On June 29, 2023, SCOTUS rejected the use of affirmative action in college admissions, ruling in favor of the Students for Fair Admissions (SFFA) association who had filed their suit against Harvard in 2014 (original petition link)
As the case wound its way through courts, both sides brought along well known experts to support their side of the argument. An interest sidebar in the case was the debate between Peter Arcidiacono and Glenn Loury (and others) around the suitability of including the so-called “personal ratings” in the Harvard college admissions process. For a good short summary of the case progress through lower courts, see the Book of Knowledge (source)
Ron Unz has an interesting summary with numerous links to provide context (source). The article includes links to admissions statistics links to top tier US universities covering 1980-2000s. Here is the money shot graph Unz authored circa 2014 to explain the basis for the case in simple visual terms.
Predictably, the Big Guy did not disappoint - “Not a normal court” he said, when asked to comment on the SCOTUS decision. Hours later, WH spinmeisters started the arduous climb to walk it back.
Interestingly, the majority opinion in the 2003 Grutter v.
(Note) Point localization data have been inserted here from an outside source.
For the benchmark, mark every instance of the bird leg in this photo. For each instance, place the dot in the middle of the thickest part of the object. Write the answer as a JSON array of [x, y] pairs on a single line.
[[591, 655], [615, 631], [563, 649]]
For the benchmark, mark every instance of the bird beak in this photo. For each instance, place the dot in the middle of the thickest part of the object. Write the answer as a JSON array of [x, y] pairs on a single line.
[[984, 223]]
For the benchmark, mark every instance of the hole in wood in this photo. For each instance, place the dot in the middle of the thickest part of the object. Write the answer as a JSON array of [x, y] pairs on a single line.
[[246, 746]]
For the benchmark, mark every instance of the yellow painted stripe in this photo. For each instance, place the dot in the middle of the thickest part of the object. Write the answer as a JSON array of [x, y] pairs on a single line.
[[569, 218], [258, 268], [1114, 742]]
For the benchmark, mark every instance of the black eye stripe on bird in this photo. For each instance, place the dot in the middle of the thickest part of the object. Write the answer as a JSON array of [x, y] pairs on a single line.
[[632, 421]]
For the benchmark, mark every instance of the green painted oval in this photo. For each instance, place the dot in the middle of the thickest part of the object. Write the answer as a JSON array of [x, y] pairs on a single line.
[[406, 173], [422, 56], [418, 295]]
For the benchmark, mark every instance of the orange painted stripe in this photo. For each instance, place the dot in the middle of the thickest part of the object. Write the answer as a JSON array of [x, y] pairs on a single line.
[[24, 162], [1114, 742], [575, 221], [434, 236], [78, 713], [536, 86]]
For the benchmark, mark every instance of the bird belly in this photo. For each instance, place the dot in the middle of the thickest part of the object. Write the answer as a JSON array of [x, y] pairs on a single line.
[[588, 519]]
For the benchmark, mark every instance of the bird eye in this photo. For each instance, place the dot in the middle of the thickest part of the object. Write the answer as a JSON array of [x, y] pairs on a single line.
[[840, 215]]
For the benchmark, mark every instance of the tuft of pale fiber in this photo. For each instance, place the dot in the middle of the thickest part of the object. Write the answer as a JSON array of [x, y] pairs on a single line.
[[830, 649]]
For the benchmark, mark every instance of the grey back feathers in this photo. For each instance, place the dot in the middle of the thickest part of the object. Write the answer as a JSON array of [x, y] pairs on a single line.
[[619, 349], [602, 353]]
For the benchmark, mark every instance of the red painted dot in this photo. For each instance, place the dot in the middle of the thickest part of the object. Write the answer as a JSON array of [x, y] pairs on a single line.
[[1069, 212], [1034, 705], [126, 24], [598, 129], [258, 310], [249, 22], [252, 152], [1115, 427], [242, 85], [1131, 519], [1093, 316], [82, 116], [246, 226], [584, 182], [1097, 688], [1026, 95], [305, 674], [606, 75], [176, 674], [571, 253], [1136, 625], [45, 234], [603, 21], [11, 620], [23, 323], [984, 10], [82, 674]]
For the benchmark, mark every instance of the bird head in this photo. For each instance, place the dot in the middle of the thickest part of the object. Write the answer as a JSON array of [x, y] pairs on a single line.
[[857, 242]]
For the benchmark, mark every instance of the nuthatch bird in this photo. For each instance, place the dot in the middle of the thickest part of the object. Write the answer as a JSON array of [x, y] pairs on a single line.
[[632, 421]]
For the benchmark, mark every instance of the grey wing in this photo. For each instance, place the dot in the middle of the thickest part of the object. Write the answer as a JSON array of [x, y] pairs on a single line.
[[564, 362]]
Bollinger case involving the University of Michigan affirmative action case had Justice O’Connor writing
“The Court expects that 25 years from now, the use of racial preferences will no longer be necessary to further the interest approved today"
Hanania had a piece (link) with the subhead “The lives of DEI bureaucrats have just gotten a lot harder”.
My take that DEI bureaucrats are thinking “challenge accepted”. I fear that those that celebrate the SCOTUS decision now and underestimating the “death by a thousand paper cuts” process that determined activists will continue.